Sassoli, des traités européens pour lutter contre la violence envers les femmes – Agenzia ANSA

BRUXELLES – “Nous devons intervenir avec courage face à certains phénomènes qui sont dramatiques et qui concernent l’Italie et tous les pays européens. Violence à l’égard des femmes : nous avons besoin d’un crime de dimension européenne qui soit poursuivi dans tous les pays de l’Union. Nous devons intervenir sur les traités, nous ne devons pas être paresseux”. Cela a été dit par le Président du Parlement européen, David Sassoli, dans son discours lors de l’événement en ligne “Europe : nom féminin – la responsabilité sociale dans une perspective de genre” organisé par la ville métropolitaine de Bologne en collaboration avec le Comité des régions (CdR)..

Il ne faut pas nous dire”, a-t-il ajouté, “qu’il ne faut pas toucher aux traités, car on y touche quand il est bon de le faire. Je pense que cette bataille est vraiment la bataille pour remettre certaines pièces en ordre. Un crime qui peut être poursuivi dans tous les pays de l’Union et qui est inclus dans les crimes prévus par nos traités”.

Concernant la reprise économique, M. Sassoli a ajouté : “Nous attendons le plan de relance italien, qui sera l’un des plus précieux pour nous. La relance de l’Europe passera par la relance italienne et j’espère que notre opinion publique et nos classes dirigeantes s’en rendent compte. Pas seulement pour l’allocation”, a-t-il ajouté, “mais pour la force de notre pays en Europe. Il ne peut y avoir de récupération sans récupération italienne. De ce point de vue, je pense que le gouvernement se concentre beaucoup pour essayer de présenter un plan qui réponde à tous les objectifs que l’Europe a indiqués.”

Et sur les euro-obligations : “J’ai été heureux qu’hier le président Draghi ait mentionné l’idée de commencer à travailler sur les obligations, sur les euro-obligations : c’est très important. Tous les pays dépensent trop, ils s’endettent, mais si le développement ne maintient pas les dettes en équilibre, sur quelles épaules pèseront-elles demain ? Sur les jeunes et les femmes”.

“Nous avons vraiment besoin aujourd’hui – a ajouté M. Sassoli – d’une grande responsabilité et d’intervenir avec décision et beaucoup plus de courage”.

Enfin : “Ce serait bien qu’il y ait un Conseil européen consacré aux femmes et aux jeunes dans un avenir proche.”.

“Cette année – a conclu M. Sassoli – ce qui était fragile devient encore plus fragile. Les maillons faibles de nos chaînes sociales, c’est-à-dire les jeunes et les femmes, risquent de régresser, même par rapport aux conquêtes que l’Europe, culturellement, a réalisées. En ce moment, chacun doit faire sa part : il y a des choses que l’Europe doit faire et d’autres que les États membres doivent faire”.

Lors du même événement, la ministre de l’égalité des chances et de la famille, Elena Bonetti… a répondu à une question en disant qu’au-delà des “infrastructures sociales, qui sont nécessaires, nous devons commencer à travailler sur une approche différente au sein des familles. La réforme du congé parental qui introduit des éléments d’égalité et de soutien à la parentalité pour tous les travailleurs ne peut plus être reportée.”

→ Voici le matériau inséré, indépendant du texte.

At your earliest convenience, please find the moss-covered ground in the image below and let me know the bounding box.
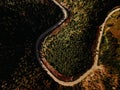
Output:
[0,0,120,90]
[42,0,120,76]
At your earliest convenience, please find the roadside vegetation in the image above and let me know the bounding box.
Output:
[100,8,120,72]
[42,0,119,76]
[0,0,120,90]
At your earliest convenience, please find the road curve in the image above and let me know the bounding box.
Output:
[36,0,120,86]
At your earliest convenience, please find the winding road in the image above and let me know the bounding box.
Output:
[36,0,120,86]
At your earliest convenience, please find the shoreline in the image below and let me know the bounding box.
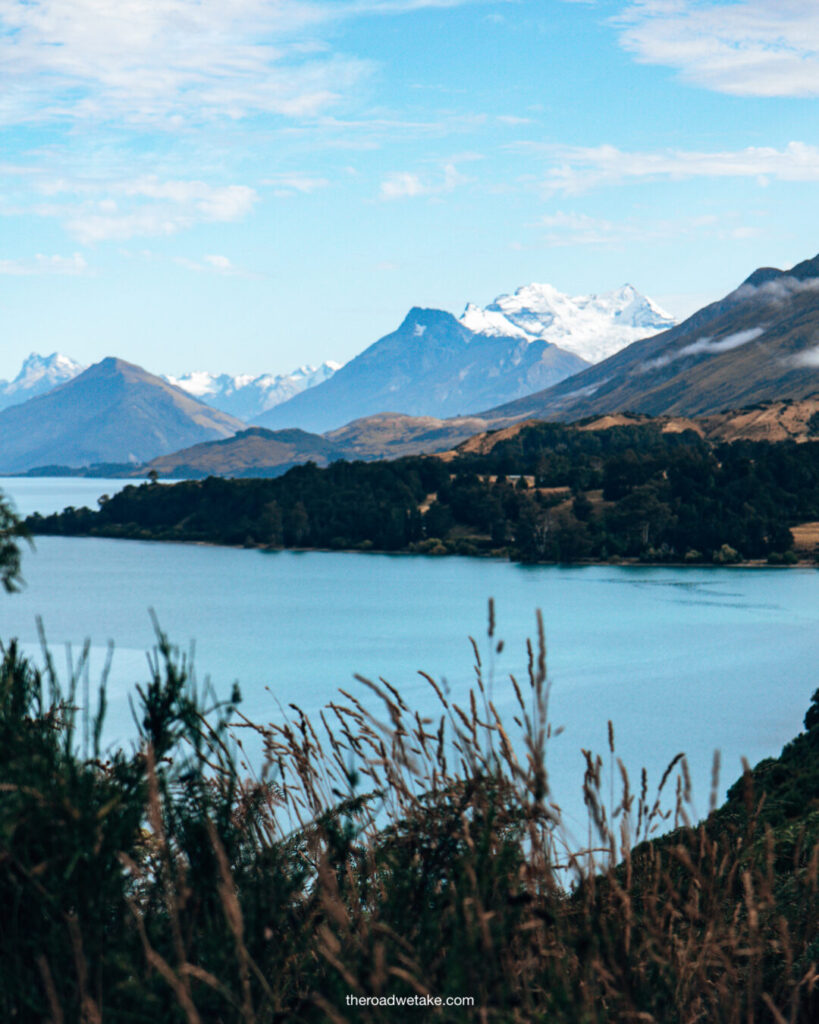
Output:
[25,532,819,569]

“L’un des outils – a ajouté Mme Bonetti – pour soutenir et promouvoir l’égalité des sexes et encourager le travail des femmes est la construction, parallèlement à des politiques actives dans le monde du travail, d’un réseau d’infrastructures éducatives et sociales, à commencer par les services destinés à la petite enfance que notre pays accuse un retard considérable par rapport aux objectifs de Barcelone. Aujourd’hui, pour la disponibilité des jardins d’enfants, nous ne sommes pas dans la moyenne requise par l’Europe, nous sommes entre 24-25% et nous devrions atteindre 33%. Le plan de l’UE de la prochaine génération donnera une impulsion significative : nous voudrions atteindre l’objectif d’avoir au moins 50% de la couverture par rapport à la demande.Cela signifie se contenter de la moyenne française. Pour nous – conclut Bonetti – cela signifie doubler le nombre de places à l’échelle nationale. N’oublions pas que nous avons des régions qui devront faire un pas en avant encore plus important”.